Kepala Dinas Perikanan KSB, Agus Purnawan, S.Pi., M.M., menyebut waktu pengerjaan yang singkat membuat tim di lapangan bergerak cepat. "SPMK-nya sudah terbit sejak tanggal 3 Agustus lalu," ujarnya kepada NTBSatu, Selasa (25/8/2026).
Kondisi berbeda terjadi pada lokasi kedua di Desa Labuhan Lalar. Tim teknis terpaksa menunda pekerjaan fisik utama lantaran ada kendala pada lahan, khususnya terkait penyesuaian elevasi atau leveling dasar bangunan.
Dinas Perikanan KSB telah mengirimkan berkas usulan perubahan teknis ke Jakarta. Keputusan akhir masih menunggu persetujuan Pejabat Pembuat Komitmen (PPK) pusat yang memegang wewenang penuh atas usulan tersebut.
"Di Poto Tano sudah mulai pengerjaan, sedangkan Labuhan Lalar masih sosialisasi," kata Agus.
Sambil menunggu keputusan dari pusat, tim pelaksana gencar melakukan sosialisasi intensif bersama warga Labuhan Lalar. Langkah ini dilakukan agar masyarakat memahami rencana penyesuaian dasar bangunan yang diajukan.
Pemerintah daerah berharap PPK di Jakarta segera memberikan respons dan persetujuan resmi. Tanpa restu teknis tersebut, kontraktor tidak bisa memulai kontrak pengerjaan di titik ini.
"Kalau usulan leveling tidak diakomodir, pekerjaan di sana tidak bisa jalan," tambahnya.
Meski ada penundaan di satu titik, pemda optimistis proyek rampung sesuai target empat bulan. Penetapan Poto Tano sebagai lokasi KNMP Utama dinilai menjadi pengungkit utama percepatan penguatan sektor perikanan di Sumbawa Barat.

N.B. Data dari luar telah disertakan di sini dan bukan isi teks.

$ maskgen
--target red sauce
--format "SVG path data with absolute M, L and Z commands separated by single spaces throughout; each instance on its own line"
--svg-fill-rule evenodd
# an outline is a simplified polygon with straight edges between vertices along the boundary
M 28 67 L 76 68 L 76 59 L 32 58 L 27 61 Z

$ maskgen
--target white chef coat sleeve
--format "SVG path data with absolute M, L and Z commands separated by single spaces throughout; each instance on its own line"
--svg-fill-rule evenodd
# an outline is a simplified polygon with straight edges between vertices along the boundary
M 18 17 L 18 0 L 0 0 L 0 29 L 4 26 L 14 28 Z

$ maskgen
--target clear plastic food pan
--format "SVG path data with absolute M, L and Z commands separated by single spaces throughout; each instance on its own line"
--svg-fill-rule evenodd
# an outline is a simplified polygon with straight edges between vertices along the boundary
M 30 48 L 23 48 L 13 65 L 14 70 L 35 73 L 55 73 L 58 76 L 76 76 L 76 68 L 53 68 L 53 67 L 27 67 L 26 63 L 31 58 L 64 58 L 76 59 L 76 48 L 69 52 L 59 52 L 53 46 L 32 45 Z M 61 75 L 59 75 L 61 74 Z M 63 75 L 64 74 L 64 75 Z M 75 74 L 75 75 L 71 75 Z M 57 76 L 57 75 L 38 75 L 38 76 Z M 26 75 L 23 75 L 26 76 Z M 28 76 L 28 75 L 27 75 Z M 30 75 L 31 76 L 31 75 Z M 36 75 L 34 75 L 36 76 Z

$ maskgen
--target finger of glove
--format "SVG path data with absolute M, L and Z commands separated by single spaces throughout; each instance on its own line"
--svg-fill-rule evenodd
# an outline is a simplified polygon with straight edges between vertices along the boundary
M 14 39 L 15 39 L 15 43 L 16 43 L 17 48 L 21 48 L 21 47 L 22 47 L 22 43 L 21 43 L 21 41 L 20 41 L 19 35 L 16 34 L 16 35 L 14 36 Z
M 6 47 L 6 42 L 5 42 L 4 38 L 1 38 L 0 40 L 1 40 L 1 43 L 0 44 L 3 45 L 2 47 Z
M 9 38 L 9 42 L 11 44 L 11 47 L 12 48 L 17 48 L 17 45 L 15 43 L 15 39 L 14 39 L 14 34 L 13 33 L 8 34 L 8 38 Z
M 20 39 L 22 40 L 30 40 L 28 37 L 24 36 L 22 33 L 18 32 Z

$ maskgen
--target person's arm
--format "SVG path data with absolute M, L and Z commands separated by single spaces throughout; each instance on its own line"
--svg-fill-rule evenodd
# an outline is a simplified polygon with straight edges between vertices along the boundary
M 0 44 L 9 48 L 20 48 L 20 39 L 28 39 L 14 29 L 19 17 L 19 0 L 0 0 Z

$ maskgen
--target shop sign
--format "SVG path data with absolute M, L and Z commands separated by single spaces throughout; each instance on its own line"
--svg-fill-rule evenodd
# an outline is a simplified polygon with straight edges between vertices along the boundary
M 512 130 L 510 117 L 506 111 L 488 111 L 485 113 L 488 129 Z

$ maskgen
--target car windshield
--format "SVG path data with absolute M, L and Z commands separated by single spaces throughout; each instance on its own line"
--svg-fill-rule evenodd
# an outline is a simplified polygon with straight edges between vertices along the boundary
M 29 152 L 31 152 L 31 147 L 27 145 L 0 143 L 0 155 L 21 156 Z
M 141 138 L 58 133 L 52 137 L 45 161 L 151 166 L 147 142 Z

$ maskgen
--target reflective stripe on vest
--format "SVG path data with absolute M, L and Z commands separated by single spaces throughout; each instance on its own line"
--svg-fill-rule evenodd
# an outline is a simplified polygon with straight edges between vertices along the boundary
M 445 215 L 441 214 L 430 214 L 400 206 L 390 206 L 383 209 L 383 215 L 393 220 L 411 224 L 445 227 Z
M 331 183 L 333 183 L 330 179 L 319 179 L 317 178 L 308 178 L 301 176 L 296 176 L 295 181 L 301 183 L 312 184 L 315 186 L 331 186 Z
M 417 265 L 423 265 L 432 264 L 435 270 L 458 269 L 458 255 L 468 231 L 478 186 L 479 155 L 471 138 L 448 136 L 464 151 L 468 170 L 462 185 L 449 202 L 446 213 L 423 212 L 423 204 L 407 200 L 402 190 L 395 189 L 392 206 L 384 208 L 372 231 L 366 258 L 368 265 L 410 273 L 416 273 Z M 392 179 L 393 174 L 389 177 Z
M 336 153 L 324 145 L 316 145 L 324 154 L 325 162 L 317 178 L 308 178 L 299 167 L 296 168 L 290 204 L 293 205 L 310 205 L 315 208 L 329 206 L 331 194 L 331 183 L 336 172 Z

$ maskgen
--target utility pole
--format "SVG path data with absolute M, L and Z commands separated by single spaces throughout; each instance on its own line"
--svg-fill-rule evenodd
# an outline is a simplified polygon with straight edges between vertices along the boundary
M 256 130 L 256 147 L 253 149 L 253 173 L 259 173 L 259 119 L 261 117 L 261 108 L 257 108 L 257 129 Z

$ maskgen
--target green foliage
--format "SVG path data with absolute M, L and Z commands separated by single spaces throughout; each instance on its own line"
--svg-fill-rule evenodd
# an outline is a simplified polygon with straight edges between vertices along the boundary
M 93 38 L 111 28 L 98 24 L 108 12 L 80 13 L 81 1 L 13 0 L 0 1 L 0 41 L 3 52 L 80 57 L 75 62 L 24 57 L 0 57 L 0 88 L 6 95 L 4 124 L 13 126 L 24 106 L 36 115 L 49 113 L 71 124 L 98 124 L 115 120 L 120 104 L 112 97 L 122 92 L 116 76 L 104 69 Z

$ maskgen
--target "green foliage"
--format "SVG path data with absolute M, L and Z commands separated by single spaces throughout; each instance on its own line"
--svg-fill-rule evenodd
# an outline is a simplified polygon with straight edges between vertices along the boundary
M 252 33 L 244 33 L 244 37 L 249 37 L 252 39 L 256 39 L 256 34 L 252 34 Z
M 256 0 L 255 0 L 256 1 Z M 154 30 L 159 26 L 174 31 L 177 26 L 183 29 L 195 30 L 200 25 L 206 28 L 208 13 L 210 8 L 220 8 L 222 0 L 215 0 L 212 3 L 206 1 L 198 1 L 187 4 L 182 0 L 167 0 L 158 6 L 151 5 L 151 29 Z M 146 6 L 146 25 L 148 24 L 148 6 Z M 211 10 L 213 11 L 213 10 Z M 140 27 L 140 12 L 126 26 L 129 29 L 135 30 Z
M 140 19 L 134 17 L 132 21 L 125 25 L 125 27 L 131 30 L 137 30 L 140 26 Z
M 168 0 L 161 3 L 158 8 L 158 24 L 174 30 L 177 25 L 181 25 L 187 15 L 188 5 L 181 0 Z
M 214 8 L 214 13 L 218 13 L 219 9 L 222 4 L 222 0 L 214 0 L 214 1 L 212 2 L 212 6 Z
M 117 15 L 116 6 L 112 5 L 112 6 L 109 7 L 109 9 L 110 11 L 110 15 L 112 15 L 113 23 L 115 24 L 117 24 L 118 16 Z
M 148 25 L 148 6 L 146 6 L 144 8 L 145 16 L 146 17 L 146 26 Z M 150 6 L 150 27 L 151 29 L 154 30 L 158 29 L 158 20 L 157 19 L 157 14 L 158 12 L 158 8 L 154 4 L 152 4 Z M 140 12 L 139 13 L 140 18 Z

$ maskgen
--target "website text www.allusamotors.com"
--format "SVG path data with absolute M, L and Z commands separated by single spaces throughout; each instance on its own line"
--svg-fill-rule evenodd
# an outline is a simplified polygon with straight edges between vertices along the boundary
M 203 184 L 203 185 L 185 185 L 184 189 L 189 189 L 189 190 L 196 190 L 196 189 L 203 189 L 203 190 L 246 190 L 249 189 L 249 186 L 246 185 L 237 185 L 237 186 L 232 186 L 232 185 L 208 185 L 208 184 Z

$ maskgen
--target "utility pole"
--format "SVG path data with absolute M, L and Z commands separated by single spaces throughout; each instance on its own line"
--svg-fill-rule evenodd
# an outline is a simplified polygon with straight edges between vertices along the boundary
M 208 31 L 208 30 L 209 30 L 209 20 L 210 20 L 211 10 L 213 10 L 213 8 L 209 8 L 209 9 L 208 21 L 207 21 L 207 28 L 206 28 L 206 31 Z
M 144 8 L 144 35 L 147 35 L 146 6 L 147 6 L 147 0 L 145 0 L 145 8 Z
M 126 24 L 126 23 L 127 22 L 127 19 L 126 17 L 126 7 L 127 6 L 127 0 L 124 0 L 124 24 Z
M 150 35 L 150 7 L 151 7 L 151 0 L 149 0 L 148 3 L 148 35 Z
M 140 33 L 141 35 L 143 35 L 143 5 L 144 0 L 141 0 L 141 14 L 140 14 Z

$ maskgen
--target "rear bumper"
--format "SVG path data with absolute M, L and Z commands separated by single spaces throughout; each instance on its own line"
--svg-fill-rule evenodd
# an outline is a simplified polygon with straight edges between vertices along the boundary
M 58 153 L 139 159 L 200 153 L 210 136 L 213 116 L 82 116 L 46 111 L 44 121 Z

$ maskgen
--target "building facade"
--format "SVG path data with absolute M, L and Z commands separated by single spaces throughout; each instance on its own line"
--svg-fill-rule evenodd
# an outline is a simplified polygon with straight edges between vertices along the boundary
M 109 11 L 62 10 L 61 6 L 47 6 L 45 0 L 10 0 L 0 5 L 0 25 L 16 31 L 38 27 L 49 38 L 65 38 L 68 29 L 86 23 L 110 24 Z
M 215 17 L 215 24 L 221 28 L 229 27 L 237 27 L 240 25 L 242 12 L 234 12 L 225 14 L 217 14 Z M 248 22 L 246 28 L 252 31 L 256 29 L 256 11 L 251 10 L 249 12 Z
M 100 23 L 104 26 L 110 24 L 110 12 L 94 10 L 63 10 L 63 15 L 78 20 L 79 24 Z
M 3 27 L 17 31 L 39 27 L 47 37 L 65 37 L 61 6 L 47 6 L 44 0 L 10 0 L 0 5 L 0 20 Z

"Kolaborasi program ini akan mempercepat akselerasi pengembangan sektor perikanan kami," pungkas Agus.
KNMP merupakan program nasional yang menyasar pengembangan kawasan nelayan terpadu, mencakup fasilitas penunjang aktivitas perikanan tangkap dan pengolahan hasil laut.